Welcome To The Hole, John Gotti's Rustic Body-Dumping Ground
Oct. 5, 2015, 11:21 a.m.
The Hole, ten blocks that time and New York City forgot, draws two types of people: those who don't want to be found, and those with something to bury.
Video by Jessica Leibowitz
The Hole, ten blocks that time and New York City forgot, draws two types of people attracted to its isolation: those who don't want to be found, and those with something to bury. Wedged between East New York and Howard Beach, straddling the Brooklyn-Queens Border, the Hole is like nowhere else in the city. Pickups rumble down crude dirt roads. Sprawling bodies of standing water slake the thirst of roaming, droopy-eyed dogs. Stray cats creep through the tangled weeds that dominate the Hole's many vacant lots. They're probably the only living beings who truly know what else is in there.
"If you closed your eyes here and opened them in the Hole, you wouldn't think you were in New York anymore," said a police officer, gesturing to the surrounding bustle of nearby Linden Boulevard. "You'd think you were in Louisiana."
The rough boundaries are Conduit Avenue, Ruby Street and Linden Boulevard, but when you enter the Hole, you know it: The ground tilts downward into a dust-covered crater, a depression that local lore measures at between 12 and 30 feet below sea level. (The Department of Environmental Protection puts it at eight.) Its haphazardly laid macadam and relative isolation make it a great place to dump a body.
It's unclear when the mob first began employing the Hole as its personal mass graveyard, though the first known victim surfaced in 1981, after a couple of kids came across the corpse of Alphonse “Sonny Red” Indelicato, a member of the Bonanno crime family who found himself on the wrong side of a civil war. It's best known, though, as a preferred cadaver receptacle for the notorious John Gotti, who assumed leadership of the Gambino crime family in 1985.
Residents of the Hole will casually point out where bodies have been exhumed from the muck. One man named Angel, a taxi dispatcher who moved to the Hole in an effort to "not be found," waved a hand around his yard, where a cluster of chickens congregated under a dilapidated car to consider some slices of watermelon.
"They found several bodies in this yard, they found seven across the street, four on the corner, about 13 over here in that mall...they stopped that project last summer because they found bones," he said.
Angel chose the Hole because he's got a bad history, and he'd prefer not to run into old associates from his past. "Those kinds of things, they scare me," he said. He continued, unprompted.
"You got grimy people down here. They'll fucking throw a rock at you from around the corner or some shit. People down here are treacherous like that," he said. "Not too many people would come down here. And if you were to come down here you gotta have a lot of guts and balls."

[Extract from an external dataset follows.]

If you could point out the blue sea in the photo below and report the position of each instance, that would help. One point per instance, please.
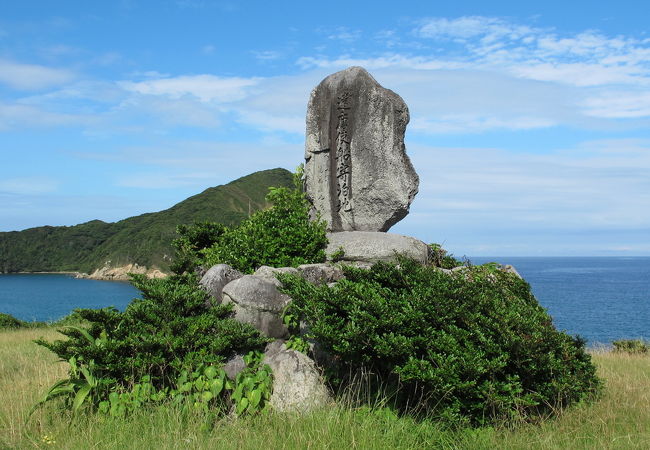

It's not entirely true that no one comes down into the Hole. The area piqued public interest in 2004, when the bodies of Dominick "Big Trin" Trinchera and Philip "Philly Lucky" Giaccone were found languishing in the Hole's damp earth. Since then, several journalists and documentarians have made the unholy pilgrimage to this mobbed-up Gehenna, eager to see for themselves this unloved parcel of land that's been described as a Wild West border town, not only for the nearby horse stables maintained by the Federation of Black Cowboys, but for its isolation and its lawlessness. Gotti is gone now, but he'd still feel right at home here.
Angel is 42, but claims to have known Gotti back in the day. "The life that I lived, you'd meet people like that," he said, though Gotti was "on a different level." Gotti's department was racketeering and extortion; Angel mostly stuck to dealing drugs and robbing drug dealers, though he quickly added that he's over that now, that he's a grandfather and has cleaned up his life.
The two first met at Lenny's Clam Bar and Italian Restaurant on Cross Bay Boulevard, one of Gotti's favorite haunts.
"He wasn’t the scary type,” Angel said. “He would let you see him, and he’d see you. He'd walk around and give people money and stuff like that. "He just had a...you could say he had a rich lifestyle, you know?"
Angel pointed down the street, where he said we could find a green house frequented by Gotti that was reportedly bugged by the FBI. "That's how they caught him," he insisted. After leaving Angel's, we went down the street to look, but were unable to find any building that could be described as "green." The houses in the Hole all seem to have been drained of their color, and are uniformly the shade of ashen putty.
Angel said the Hole has gotten safer, but perhaps that's not saying much. Across from his property, a charred late-model SUV sat on the side of the road. Its windows were shattered, the remaining fragments of glass curled into a menacing sneer. It smelled like a barbecue, and liquid dripped from its undercarriage onto the dusty street.
Not too long ago, Angel said, a neighbor saw a man grab a little girl off the street, pulling her into a bush. The woman called 911, but it was too late—the police apparently found her dead. I was unable to find any news reports of this, but a neighbor walking by corroborated Angel's story.
"Raped and everything, just around the corner," Angel said. "And it was fuckin' broad daylight."